这月初一,已是傍晚,求医的人已尽数散去,祝府也要闭门谢客了。一个粗布麻衣的少女背着一个包袱,独自来到了祝府侧门前,怯生生地问正在扫地的下人:“这位大哥,请问,现在还可以看病吗?”说着,又流下两行清泪,咳了两声,补了一句:“我怕错过了这次机会,便再也没机会来了。”
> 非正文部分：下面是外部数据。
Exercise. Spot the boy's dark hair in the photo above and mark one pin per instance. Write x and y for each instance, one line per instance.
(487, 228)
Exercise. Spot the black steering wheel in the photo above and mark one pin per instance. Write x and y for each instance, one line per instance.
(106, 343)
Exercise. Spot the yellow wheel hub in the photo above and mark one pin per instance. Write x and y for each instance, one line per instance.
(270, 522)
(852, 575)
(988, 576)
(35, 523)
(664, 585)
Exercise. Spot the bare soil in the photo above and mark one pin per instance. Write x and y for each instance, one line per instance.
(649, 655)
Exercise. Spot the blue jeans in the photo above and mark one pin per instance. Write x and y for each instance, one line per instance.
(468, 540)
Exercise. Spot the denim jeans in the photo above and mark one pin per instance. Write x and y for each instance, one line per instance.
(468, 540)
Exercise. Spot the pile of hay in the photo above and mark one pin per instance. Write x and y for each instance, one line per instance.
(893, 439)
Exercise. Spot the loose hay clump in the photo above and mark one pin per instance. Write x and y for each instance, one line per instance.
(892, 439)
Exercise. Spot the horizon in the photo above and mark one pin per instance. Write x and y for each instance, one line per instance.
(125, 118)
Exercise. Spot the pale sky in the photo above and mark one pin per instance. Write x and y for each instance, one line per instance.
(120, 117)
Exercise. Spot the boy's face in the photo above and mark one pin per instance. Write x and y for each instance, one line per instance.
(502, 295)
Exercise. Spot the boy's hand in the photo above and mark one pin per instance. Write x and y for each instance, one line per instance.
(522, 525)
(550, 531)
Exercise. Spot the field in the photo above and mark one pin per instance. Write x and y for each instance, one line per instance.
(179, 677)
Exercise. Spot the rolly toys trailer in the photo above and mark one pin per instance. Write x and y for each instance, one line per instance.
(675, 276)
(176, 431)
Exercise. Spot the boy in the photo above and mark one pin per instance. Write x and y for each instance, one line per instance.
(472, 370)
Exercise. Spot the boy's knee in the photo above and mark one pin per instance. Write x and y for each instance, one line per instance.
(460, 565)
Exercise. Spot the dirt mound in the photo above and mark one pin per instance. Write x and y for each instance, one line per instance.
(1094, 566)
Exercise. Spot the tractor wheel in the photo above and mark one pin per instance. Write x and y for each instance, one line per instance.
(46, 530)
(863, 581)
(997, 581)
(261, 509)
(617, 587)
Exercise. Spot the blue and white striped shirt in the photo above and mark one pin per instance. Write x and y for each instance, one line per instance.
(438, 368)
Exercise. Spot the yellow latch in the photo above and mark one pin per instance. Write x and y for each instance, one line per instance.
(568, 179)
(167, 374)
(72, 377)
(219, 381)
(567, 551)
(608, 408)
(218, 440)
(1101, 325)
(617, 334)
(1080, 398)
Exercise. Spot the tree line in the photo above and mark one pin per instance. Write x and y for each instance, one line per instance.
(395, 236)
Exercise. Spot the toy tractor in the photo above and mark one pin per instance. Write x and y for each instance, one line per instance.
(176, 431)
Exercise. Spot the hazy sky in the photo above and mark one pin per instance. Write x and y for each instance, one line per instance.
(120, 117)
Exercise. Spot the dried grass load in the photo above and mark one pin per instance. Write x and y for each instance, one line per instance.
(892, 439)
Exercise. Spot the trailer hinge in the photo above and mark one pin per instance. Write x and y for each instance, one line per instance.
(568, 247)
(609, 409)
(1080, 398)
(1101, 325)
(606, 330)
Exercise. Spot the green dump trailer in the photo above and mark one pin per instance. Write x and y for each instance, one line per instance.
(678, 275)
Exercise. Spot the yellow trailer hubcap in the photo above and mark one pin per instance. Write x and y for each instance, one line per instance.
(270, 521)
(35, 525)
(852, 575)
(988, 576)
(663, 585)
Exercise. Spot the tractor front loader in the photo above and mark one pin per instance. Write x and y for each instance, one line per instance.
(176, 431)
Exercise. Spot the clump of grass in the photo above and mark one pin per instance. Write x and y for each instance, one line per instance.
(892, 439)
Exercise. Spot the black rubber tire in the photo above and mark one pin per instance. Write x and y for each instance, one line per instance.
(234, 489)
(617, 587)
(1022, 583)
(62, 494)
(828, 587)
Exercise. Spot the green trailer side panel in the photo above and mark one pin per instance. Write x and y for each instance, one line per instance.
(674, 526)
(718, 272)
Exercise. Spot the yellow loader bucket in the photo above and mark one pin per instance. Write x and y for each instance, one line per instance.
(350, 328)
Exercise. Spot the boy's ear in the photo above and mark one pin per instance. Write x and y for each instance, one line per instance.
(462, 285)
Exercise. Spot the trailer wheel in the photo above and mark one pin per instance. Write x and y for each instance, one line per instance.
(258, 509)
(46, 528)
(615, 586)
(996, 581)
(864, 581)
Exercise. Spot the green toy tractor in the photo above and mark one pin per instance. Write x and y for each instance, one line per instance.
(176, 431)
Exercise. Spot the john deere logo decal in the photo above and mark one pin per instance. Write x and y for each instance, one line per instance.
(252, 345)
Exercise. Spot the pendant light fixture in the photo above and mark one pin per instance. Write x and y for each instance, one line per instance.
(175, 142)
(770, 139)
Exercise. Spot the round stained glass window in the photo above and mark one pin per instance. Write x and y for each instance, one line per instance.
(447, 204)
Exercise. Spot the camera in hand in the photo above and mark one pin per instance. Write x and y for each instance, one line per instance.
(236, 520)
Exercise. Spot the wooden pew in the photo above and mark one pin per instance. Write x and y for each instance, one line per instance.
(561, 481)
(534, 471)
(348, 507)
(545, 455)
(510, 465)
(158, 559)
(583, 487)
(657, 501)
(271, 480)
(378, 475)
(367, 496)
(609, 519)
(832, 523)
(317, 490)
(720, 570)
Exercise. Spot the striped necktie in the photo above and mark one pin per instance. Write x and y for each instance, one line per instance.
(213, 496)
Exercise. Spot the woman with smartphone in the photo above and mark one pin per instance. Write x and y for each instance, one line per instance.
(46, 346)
扫地的下人抬眼瞧了一眼她,只见这少女虽然灰头土脸的,但也看得出她面色苍白,毫无血色。她说话也没有中气,一看就是个体虚多病的。小小年纪,无人陪伴,病入膏肓却独自求医,实在可怜。
扫地人又抬头望了望天,终究是于心不忍,道:“已过了时辰了,按理说这时再看诊便是坏了规矩。但你一个小姑娘,来到这里也不容易,我去找人问问我家小姐,她若准了,我便放你进去;若是不准,你也不要有怨言。”
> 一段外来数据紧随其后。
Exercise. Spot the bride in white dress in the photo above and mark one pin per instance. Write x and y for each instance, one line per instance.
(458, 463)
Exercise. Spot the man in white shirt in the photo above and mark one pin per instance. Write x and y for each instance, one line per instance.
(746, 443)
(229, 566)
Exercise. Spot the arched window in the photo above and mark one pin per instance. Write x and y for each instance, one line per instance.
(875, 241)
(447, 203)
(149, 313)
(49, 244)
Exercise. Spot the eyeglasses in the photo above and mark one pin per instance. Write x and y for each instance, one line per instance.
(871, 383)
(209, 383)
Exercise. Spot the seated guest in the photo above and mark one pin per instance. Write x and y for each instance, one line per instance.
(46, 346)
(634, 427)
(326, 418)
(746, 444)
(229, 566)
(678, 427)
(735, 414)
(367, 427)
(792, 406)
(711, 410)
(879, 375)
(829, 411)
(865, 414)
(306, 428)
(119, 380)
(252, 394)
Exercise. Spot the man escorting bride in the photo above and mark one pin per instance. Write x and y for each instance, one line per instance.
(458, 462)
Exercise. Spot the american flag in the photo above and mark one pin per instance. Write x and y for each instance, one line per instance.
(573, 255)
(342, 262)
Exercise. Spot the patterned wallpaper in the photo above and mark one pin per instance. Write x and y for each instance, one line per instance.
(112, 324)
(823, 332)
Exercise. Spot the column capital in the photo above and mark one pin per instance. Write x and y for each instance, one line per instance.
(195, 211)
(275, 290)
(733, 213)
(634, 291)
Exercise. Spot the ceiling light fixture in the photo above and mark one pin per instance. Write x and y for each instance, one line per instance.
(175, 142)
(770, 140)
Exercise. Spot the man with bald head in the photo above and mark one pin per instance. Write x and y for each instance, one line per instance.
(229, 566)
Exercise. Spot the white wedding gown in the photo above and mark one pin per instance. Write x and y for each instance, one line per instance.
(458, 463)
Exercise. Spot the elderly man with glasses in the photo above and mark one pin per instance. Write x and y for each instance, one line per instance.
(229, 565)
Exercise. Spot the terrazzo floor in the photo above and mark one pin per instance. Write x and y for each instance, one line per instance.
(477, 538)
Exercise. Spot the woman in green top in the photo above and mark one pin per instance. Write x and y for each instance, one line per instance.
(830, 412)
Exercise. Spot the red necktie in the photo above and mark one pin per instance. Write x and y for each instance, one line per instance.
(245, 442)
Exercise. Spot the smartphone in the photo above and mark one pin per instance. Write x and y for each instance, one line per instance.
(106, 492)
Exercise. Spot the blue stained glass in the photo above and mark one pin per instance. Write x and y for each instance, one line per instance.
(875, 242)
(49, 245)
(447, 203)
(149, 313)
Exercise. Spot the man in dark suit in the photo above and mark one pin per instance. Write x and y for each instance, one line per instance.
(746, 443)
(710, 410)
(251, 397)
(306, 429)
少女点了点头,满眼泪光地道了谢,楚楚动人,更显娇艳。然而,看着那扫地人去寻人通报的背影,她却不自觉地露出了一丝微笑来。
“我暗影派的独门心法果然非同一般,”贺连璧十分得意,“按理说,汉阳祝家的门人也该是见多识广的,竟未能识破,真把我当成病秧子了。”
等了半晌,那扫地人才领着一个侍女走了过来,侍女身后还跟着四个小丫鬟,都是低眉顺目的。扫地人对贺连璧介绍道:“这是我家小姐屋里的管事,绿蕊姑娘。”
贺连璧看向那绿蕊,只觉她看起来端庄大气,周身气派实在不像一个小小的侍女。贺连璧一时忍不住胡思乱想:侍女尚且如此,不知那主人会是何等样人?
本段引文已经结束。